Pay a Visit to Taourirt Kasbah
The town of Ouarzazate is located in the area where Morocco’s Ziz, Drâa and Dadés valleys meet, and not too far from the town stands the Kasbah Taourirt, considered to be one of the most impressive structures of its kind. Kasbah Taouirirt was built in the early 19th century and was used as a base for the powerful el Glaoui clan which controlled the caravan route through the region at the time. With a backdrop of spectacular mountain scenery and the alluring Sahara desert, the Kasbah is classified as a monument of significant historical and cultural value and has been recognized as such by UNESCO’s world heritage program.
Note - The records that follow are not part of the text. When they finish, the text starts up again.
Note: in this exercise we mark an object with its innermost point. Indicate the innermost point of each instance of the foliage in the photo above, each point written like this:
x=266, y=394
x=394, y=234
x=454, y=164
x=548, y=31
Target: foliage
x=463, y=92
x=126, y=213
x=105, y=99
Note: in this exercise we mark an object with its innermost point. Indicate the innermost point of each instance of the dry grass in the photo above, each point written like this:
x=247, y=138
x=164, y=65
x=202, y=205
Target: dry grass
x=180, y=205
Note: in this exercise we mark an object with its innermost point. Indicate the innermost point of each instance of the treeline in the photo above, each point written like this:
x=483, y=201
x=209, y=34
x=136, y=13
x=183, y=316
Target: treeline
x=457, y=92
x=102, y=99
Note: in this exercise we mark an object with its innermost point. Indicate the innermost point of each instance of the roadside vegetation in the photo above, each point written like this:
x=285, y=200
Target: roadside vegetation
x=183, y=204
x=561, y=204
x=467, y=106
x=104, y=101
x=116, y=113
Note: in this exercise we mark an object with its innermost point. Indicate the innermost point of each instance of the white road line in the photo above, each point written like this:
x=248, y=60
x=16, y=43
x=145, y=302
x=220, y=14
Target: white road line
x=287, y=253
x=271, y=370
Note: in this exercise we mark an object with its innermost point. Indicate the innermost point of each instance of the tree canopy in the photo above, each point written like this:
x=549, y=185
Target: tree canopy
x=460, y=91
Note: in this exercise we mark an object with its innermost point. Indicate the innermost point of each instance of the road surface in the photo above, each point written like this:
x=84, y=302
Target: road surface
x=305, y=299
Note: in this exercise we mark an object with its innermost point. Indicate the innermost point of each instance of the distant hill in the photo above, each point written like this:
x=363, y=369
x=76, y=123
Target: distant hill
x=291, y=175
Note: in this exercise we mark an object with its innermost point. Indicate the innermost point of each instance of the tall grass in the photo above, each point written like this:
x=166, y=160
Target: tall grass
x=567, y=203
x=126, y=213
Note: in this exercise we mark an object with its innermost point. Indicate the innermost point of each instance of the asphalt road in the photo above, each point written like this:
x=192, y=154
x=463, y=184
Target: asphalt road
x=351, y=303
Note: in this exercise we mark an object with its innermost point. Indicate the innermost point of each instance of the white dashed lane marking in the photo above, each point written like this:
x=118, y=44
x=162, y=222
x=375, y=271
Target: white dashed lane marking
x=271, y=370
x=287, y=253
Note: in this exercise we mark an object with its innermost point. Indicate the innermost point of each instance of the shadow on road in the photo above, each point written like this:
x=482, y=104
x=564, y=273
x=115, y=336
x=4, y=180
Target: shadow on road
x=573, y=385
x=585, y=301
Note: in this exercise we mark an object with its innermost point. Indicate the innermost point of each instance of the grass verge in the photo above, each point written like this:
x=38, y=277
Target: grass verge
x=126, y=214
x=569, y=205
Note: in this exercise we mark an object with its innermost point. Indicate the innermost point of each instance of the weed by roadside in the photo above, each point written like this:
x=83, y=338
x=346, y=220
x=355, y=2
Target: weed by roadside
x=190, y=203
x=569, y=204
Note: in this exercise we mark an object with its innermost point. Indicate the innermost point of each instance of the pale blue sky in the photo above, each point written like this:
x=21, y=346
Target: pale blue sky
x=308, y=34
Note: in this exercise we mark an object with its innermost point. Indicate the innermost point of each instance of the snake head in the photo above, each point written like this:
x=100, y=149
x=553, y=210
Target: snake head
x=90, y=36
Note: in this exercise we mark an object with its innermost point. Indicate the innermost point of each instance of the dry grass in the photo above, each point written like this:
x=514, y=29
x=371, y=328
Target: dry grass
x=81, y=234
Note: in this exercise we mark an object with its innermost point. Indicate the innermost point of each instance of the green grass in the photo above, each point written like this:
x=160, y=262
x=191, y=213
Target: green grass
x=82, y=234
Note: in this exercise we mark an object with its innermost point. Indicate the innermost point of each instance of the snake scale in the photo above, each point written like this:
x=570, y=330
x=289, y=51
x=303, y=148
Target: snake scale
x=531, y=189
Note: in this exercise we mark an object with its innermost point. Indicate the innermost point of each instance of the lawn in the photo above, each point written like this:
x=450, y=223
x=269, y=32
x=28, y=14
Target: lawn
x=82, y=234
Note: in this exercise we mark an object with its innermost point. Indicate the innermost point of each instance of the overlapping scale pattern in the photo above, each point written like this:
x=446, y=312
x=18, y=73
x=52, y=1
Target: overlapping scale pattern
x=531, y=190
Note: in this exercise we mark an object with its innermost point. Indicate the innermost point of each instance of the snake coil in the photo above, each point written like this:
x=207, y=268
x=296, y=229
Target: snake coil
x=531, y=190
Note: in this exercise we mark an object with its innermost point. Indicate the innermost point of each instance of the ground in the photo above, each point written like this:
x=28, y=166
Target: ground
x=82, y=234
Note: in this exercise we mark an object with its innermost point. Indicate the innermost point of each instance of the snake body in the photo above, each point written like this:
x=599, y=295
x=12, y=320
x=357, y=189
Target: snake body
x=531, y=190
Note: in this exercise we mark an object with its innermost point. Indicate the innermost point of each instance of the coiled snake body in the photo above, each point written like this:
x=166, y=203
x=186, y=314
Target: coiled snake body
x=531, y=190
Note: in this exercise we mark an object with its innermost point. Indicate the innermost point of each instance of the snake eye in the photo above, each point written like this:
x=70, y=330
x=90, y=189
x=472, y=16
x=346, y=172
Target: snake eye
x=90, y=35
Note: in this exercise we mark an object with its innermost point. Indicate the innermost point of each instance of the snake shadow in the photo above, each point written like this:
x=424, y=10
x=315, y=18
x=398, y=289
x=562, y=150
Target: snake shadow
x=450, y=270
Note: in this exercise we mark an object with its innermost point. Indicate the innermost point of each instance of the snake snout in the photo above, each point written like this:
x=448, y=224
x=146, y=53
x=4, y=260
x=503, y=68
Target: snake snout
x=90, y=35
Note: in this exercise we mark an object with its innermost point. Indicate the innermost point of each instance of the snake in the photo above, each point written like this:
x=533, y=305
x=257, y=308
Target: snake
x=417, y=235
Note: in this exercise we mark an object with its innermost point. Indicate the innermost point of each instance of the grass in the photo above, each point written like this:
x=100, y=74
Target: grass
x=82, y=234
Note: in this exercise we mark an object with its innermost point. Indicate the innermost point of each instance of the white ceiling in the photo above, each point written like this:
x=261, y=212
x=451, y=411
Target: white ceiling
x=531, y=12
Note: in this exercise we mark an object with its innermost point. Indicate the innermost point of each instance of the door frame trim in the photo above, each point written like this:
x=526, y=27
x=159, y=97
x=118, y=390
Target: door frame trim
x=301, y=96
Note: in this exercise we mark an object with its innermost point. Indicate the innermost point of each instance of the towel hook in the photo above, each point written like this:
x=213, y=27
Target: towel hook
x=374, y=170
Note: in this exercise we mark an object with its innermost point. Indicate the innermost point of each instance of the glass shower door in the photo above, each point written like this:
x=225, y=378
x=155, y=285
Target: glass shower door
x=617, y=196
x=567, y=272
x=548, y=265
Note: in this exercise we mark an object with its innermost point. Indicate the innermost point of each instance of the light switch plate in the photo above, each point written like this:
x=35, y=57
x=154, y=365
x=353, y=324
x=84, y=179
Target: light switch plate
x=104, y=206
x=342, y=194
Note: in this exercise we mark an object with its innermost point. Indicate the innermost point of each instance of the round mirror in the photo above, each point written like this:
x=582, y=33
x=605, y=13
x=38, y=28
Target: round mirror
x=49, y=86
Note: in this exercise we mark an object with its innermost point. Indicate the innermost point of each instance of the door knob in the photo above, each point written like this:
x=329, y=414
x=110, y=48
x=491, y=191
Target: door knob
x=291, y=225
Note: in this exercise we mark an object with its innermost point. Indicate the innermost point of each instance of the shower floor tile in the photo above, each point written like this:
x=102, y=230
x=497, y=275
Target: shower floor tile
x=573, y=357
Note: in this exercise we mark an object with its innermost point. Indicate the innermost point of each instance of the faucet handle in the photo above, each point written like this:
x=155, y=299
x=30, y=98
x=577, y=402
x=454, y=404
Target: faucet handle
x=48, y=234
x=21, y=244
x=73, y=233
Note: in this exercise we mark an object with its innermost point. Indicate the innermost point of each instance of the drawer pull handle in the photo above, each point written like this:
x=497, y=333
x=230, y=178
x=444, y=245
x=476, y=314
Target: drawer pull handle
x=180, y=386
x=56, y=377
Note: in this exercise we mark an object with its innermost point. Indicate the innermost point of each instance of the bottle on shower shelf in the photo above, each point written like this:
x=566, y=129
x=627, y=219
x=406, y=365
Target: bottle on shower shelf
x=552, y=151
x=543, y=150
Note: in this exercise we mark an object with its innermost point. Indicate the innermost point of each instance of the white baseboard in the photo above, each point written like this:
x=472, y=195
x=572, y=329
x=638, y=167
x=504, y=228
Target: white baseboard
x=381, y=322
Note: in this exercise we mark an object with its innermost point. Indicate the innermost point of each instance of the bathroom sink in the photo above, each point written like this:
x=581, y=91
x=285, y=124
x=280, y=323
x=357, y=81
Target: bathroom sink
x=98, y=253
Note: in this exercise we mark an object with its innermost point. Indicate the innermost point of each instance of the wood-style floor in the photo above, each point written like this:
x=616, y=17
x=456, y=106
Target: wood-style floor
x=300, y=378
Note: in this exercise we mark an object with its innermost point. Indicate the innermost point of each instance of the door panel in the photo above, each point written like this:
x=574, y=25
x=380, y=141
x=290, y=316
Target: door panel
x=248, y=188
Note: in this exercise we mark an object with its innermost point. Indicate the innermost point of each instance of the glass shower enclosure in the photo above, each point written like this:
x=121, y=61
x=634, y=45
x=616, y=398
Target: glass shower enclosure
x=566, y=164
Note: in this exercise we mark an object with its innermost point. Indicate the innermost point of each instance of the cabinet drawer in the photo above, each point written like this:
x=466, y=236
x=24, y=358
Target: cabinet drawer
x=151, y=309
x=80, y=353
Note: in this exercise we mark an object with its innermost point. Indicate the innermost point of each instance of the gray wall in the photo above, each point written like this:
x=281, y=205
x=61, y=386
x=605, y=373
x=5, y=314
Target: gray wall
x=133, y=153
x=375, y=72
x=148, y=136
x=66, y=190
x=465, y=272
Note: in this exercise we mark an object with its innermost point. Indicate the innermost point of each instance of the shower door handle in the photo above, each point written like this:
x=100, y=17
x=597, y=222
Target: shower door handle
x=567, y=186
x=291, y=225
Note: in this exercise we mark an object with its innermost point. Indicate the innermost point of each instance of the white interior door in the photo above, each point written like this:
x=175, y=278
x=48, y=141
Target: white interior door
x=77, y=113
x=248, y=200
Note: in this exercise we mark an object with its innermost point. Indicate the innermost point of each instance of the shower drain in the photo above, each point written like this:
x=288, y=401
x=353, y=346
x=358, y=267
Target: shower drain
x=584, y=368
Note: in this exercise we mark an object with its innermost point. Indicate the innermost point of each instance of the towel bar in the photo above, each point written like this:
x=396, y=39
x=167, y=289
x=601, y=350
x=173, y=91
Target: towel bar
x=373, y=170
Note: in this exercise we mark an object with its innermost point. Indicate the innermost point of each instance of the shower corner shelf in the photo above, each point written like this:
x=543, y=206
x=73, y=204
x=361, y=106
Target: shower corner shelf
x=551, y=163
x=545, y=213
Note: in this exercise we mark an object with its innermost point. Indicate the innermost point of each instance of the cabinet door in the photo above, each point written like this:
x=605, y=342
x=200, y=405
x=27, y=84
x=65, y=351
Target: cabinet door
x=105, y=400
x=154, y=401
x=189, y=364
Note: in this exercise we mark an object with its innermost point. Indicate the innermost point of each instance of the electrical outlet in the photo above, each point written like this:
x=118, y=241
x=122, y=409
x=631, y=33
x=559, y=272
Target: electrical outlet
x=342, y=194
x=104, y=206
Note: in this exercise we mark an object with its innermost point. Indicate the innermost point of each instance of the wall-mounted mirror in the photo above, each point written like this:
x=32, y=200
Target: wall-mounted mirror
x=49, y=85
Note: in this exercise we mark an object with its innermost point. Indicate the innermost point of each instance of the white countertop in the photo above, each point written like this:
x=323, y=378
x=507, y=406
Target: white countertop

The palace building has almost three hundred rooms, and more than twenty riads formed part of the settlement which was occupied by the sons, cousins and extended family of el Glaoui chiefs, along with their servants. They were located there to protect the interests of the clan chiefs in this strategically important area. This control was supported by the French authorities during colonial rule, as the el Glaoui leaders kept the southern tribes in check.
Visitors to Taourirt will find a maze of passageways, gates and steps joining different levels of buildings and towers. The manner in which the buildings are closely packed together offers some protection from the heat and the sun, with ventilation coming from the central courtyard. While some of the homes have deteriorated with the passing of time, others have been preserved and even restored, with the assistance of UNESCO, to offer a true reflection of the way of life when it was occupied by el Glaoui clan members. Apartments and former reception rooms, as well as the palace kitchens can be seen – all with beautifully preserved cedar ceilings and painted stucco walls.
Local families living toward the rear of Taourirt Kasbah are keen to show visitors around and offer gems of historical information – for a fee. To the right of the Kasbah is a café which offers visitors refreshment and a place to relax and watch Taourirt Kasbah being drenched in shades of gold and copper by the setting sun.